Laurent chief executive Lambert Tshisola Kangoa, said the mines ministry demanded Sodimico give $10 million to the country’s general election fund.

“It was not an economic decision by Sodimico,” he said of the sale. Gertler’s joint venture relinquished the rights to the biggest of the mines, Frontier, according to the mines ministry. In July 2012, Congo sold the ENRC the license for Frontier, which in 2009 had been the country’s biggest taxpayer, for $101.5 million.

“When you see similar things with slightly different variations happening again and again, you have to stop and think, ‘Obviously something is going wrong,’ ” said Daniel Balint-Kurti, chief researcher at Congo for Global Witness.

At the Mutanda project, too, Gertler paid far less for his 20 percent than his partner, Glencore International, paid for similar assets. Glencore’s outside consulting firm valued the entire mine at about $3 billion. Based on net present value calculations using figures from Glencore’s May 2011 prospectus, Gertler’s stake, including royalties and other payments, was worth $849 million at the time.

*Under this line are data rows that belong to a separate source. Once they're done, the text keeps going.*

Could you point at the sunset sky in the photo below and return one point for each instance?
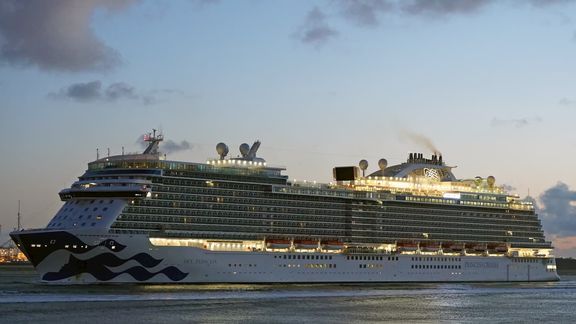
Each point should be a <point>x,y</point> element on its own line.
<point>491,84</point>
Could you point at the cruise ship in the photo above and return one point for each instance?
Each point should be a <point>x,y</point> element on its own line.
<point>140,218</point>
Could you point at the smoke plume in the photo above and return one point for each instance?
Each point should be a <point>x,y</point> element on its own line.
<point>420,140</point>
<point>558,211</point>
<point>168,146</point>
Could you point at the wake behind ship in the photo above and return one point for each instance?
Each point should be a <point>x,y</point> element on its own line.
<point>141,218</point>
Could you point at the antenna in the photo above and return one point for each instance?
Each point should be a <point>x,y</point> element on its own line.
<point>19,215</point>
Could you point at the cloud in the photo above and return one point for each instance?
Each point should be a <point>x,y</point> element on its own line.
<point>84,91</point>
<point>516,122</point>
<point>315,30</point>
<point>558,210</point>
<point>94,91</point>
<point>566,102</point>
<point>368,13</point>
<point>443,7</point>
<point>508,188</point>
<point>56,35</point>
<point>364,12</point>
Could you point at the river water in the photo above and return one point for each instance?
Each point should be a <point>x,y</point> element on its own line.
<point>23,299</point>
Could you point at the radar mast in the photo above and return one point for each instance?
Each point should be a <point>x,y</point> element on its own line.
<point>153,142</point>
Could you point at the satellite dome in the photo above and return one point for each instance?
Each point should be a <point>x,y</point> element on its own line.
<point>244,149</point>
<point>222,149</point>
<point>491,181</point>
<point>382,164</point>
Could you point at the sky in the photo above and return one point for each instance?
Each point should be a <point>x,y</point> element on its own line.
<point>322,83</point>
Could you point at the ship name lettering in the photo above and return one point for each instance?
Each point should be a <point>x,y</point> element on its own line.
<point>480,265</point>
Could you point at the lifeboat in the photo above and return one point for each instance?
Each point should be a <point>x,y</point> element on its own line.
<point>495,248</point>
<point>480,248</point>
<point>501,248</point>
<point>305,244</point>
<point>456,247</point>
<point>332,245</point>
<point>278,244</point>
<point>430,247</point>
<point>406,246</point>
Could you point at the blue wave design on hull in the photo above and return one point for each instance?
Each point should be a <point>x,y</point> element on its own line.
<point>45,239</point>
<point>97,267</point>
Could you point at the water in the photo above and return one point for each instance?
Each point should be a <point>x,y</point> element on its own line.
<point>23,299</point>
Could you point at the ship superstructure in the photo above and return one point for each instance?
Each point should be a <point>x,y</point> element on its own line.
<point>142,218</point>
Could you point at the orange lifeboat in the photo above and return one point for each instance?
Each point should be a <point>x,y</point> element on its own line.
<point>497,248</point>
<point>406,246</point>
<point>501,248</point>
<point>456,247</point>
<point>332,245</point>
<point>305,244</point>
<point>430,246</point>
<point>278,244</point>
<point>480,248</point>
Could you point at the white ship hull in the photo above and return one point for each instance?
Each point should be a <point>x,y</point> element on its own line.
<point>133,259</point>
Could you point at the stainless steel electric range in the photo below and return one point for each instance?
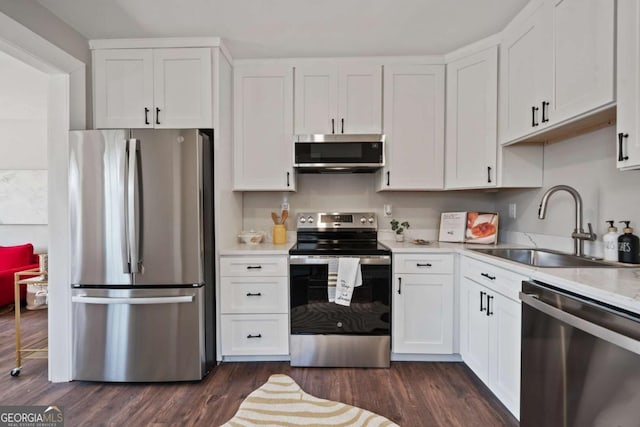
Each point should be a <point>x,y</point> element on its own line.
<point>324,333</point>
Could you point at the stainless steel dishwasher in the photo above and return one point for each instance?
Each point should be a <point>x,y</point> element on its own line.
<point>580,361</point>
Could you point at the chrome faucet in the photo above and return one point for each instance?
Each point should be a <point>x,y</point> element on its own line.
<point>578,235</point>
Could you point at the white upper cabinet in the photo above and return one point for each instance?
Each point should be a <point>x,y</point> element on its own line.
<point>583,55</point>
<point>263,127</point>
<point>628,87</point>
<point>338,98</point>
<point>152,88</point>
<point>123,88</point>
<point>471,126</point>
<point>557,66</point>
<point>413,127</point>
<point>522,76</point>
<point>182,88</point>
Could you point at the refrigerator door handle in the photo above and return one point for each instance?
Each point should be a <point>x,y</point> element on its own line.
<point>140,301</point>
<point>123,170</point>
<point>133,208</point>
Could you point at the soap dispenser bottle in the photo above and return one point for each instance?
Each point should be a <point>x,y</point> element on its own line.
<point>628,246</point>
<point>611,243</point>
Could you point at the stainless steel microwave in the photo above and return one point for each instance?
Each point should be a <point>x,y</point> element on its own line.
<point>339,153</point>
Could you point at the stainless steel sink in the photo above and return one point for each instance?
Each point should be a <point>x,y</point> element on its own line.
<point>545,258</point>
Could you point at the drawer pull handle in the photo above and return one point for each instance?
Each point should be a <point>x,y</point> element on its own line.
<point>489,310</point>
<point>621,156</point>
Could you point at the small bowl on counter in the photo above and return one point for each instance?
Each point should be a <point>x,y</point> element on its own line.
<point>251,237</point>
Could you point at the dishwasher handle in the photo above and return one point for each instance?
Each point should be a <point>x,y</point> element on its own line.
<point>597,331</point>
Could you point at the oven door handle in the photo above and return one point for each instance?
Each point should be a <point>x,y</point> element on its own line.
<point>591,328</point>
<point>322,259</point>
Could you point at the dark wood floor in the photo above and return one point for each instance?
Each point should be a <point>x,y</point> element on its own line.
<point>409,393</point>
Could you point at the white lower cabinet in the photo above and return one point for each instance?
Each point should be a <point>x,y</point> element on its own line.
<point>255,335</point>
<point>254,306</point>
<point>423,304</point>
<point>490,328</point>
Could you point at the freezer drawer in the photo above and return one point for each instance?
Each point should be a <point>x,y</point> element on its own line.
<point>138,334</point>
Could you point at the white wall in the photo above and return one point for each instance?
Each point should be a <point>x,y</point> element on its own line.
<point>23,136</point>
<point>41,21</point>
<point>587,163</point>
<point>356,192</point>
<point>67,108</point>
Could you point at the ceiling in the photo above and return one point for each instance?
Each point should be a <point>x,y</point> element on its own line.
<point>297,28</point>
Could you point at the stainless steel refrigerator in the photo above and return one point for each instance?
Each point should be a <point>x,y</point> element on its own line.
<point>141,217</point>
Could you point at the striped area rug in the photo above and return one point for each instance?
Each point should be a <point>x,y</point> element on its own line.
<point>281,402</point>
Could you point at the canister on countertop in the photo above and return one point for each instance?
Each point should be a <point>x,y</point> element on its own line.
<point>611,243</point>
<point>628,246</point>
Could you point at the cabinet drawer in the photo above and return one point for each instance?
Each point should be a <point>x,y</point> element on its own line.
<point>244,295</point>
<point>423,263</point>
<point>254,335</point>
<point>253,266</point>
<point>495,278</point>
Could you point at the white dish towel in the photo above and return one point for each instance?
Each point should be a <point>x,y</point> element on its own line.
<point>349,277</point>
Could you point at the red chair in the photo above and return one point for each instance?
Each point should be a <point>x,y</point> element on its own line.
<point>12,260</point>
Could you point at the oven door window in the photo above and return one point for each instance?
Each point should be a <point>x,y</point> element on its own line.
<point>338,152</point>
<point>312,313</point>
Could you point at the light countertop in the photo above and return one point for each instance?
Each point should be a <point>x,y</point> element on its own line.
<point>619,287</point>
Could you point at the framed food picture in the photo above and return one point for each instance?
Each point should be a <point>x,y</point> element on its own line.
<point>469,227</point>
<point>482,227</point>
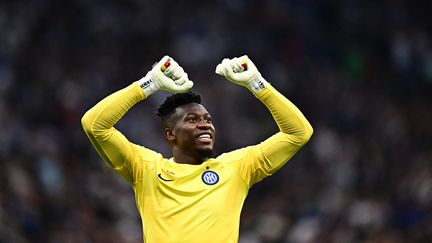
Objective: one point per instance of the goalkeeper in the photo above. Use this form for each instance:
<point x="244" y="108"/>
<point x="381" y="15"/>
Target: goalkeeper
<point x="193" y="197"/>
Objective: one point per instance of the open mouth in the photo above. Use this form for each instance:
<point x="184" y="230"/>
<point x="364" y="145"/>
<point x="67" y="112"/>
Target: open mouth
<point x="205" y="138"/>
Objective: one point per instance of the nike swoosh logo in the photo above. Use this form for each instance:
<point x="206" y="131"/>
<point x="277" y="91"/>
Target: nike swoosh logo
<point x="160" y="177"/>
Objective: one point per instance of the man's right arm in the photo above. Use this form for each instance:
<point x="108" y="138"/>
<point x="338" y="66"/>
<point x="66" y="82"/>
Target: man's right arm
<point x="98" y="124"/>
<point x="99" y="121"/>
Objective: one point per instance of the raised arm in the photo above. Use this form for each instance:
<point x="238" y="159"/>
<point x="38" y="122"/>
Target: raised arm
<point x="264" y="159"/>
<point x="99" y="121"/>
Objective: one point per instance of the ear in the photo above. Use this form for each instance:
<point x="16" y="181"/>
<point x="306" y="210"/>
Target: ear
<point x="169" y="135"/>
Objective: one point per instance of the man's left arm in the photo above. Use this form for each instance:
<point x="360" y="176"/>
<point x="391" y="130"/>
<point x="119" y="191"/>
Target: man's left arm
<point x="295" y="130"/>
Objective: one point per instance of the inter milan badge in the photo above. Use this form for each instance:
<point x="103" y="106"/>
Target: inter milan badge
<point x="210" y="177"/>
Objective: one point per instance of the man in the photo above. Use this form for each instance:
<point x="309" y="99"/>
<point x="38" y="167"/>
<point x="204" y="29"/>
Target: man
<point x="193" y="197"/>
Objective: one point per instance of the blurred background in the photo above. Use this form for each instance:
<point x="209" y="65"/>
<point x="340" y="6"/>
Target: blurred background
<point x="361" y="72"/>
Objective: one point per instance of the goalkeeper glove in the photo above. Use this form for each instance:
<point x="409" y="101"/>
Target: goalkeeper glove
<point x="165" y="75"/>
<point x="242" y="71"/>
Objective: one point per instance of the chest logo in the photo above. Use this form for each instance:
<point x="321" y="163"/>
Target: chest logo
<point x="210" y="177"/>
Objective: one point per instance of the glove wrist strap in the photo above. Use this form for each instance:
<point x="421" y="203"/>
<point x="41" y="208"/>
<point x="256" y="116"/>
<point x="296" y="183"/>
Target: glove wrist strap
<point x="148" y="84"/>
<point x="257" y="84"/>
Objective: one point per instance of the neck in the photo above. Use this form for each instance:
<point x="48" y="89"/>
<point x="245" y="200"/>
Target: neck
<point x="182" y="157"/>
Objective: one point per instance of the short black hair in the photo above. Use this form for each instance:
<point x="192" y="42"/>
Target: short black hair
<point x="167" y="108"/>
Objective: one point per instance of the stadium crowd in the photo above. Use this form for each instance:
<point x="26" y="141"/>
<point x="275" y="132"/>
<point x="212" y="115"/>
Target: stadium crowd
<point x="361" y="72"/>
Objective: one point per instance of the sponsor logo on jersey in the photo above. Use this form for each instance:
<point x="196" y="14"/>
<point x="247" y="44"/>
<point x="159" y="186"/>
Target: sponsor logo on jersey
<point x="160" y="177"/>
<point x="210" y="177"/>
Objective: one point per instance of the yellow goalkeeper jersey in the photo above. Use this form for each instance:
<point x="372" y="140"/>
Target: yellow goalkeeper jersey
<point x="193" y="203"/>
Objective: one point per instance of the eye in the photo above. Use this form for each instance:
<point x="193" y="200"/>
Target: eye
<point x="192" y="119"/>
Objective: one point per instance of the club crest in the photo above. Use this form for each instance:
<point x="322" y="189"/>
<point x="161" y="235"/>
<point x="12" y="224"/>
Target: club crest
<point x="210" y="177"/>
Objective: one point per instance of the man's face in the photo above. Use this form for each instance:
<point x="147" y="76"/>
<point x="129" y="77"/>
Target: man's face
<point x="193" y="130"/>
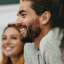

One of Gertler’s British Virgin Islands-based companies bought the stake from Gecamines for $120 million in March 2011, according to a copy of the contract. About a year later, in May 2012, Glencore paid $340 million, plus $140 million in assumed debt, for 20 percent of the mine, increasing its holding to 60 percent. Gertler says Glencore’s 20 percent purchase was worth more than his because it gave them control of the company.

Gertler said he will stick by Congo. “I took a decision that I wanted to be a long-term player in Congo,” he said. “At the end of the day, yes, I’m looking to create a lot of wealth.”

Gertler dismissed critics who say he’s amassed a fortune at the expense of the world’s poorest people. “Our deals and performance speak for themselves,” he said. “And whoever doesn’t feel comfortable investing with us will not.”